Tuesday, November 27, 2012

I still talk like you never left.

Wednesday, October 31, 2012

Hannah, I wish you wouldn't belittle yourself that way.

I had forgotten what it was like to be known.
When, exactly, did I let it all go south?

Sunday, October 28, 2012

Lesson for today - Destination Sickness: When you get what you want, and you get where you want, but you do not want anything that you have.

With that said, I thank God that was avoided.  It is done.
You told me you loved me.
I didn't believe you.
You wouldn't let me live it down. 
But I was right.
I wonder if sub-cultures develop to a point of such self-sufficiency such that the dominant culture simply becomes part of the harsh land-scape in which they exist.

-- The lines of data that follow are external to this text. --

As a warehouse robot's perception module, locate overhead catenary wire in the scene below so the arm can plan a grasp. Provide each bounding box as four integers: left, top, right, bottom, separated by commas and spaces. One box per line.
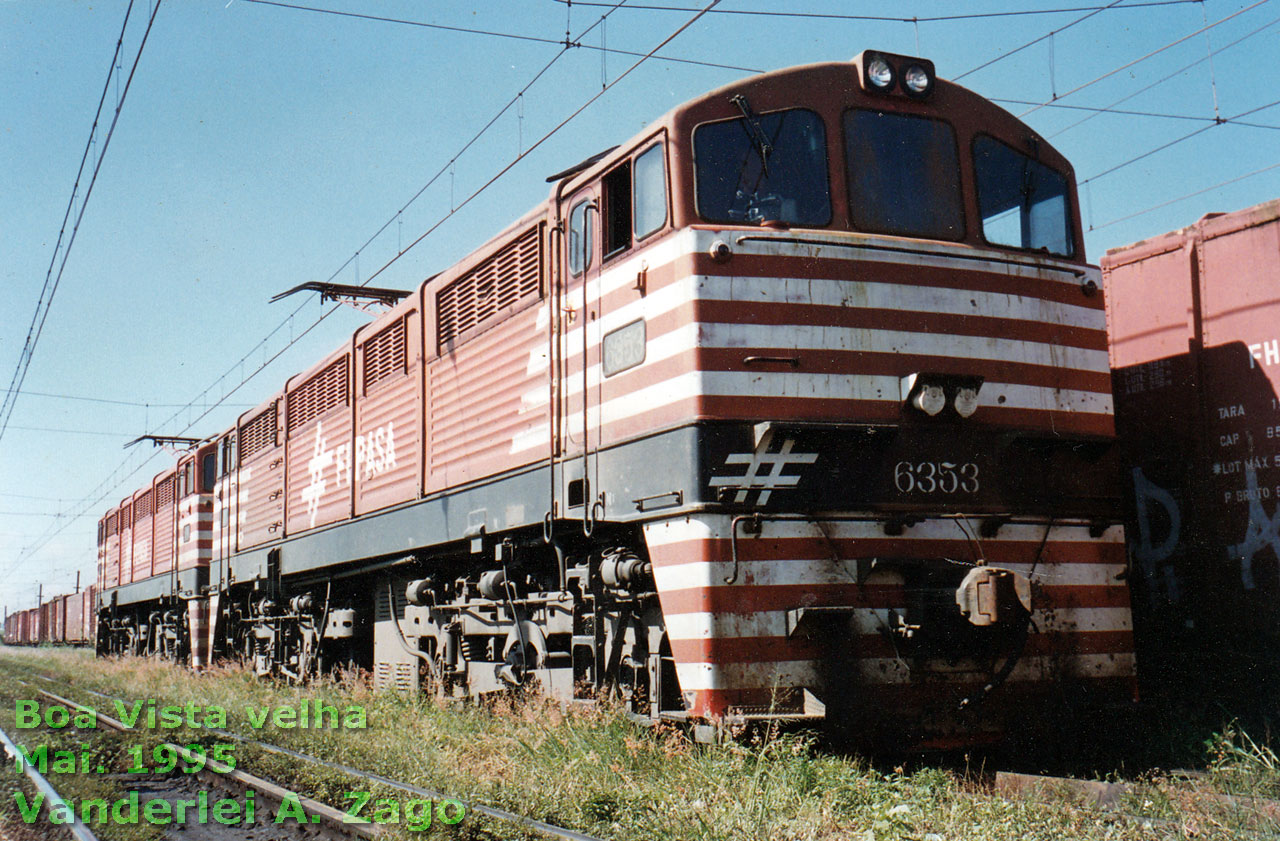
0, 0, 160, 453
991, 97, 1280, 131
21, 389, 252, 409
1018, 0, 1270, 119
951, 0, 1126, 82
556, 0, 1202, 23
1049, 9, 1280, 140
244, 0, 757, 73
1089, 157, 1280, 230
1079, 100, 1280, 187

Wednesday, October 24, 2012

Alors comments?

Tuesday, October 23, 2012

Life is a collection of losses, one after the other. 
3 years ago on this night you walked over and kissed me before collapsing onto the floor.  It would have been a great story to tell our children, to laugh at at our wedding, and to reminisce about in the winter cold.   But I lost all the reasons, somewhere along the way.

Monday, October 22, 2012

I did not expect anger to come up at any point in time, but it has. Maybe this is a natural part of the process.

Friday, October 12, 2012

I think about how it might have been, we'd spend our days traveling. It's not that I don't understand you, it's not that I don't want to be with you but you only wanted me the way you wanted me. So, I will head out alone, hope for the best. And we hang our heads down as we skip the goodbyes.  You can tell the world what you want them to hear. I've got nothing left to lose, my dear, so I'm up for the little white lies. But you and I know the reason why I'm gone, and you're still there.  So, steal the show, and do your best to cover the tracks that I have left. I wish you well and hope you find whatever you're looking for. Oh, the way I might've changed my mind, but you only showed me the door.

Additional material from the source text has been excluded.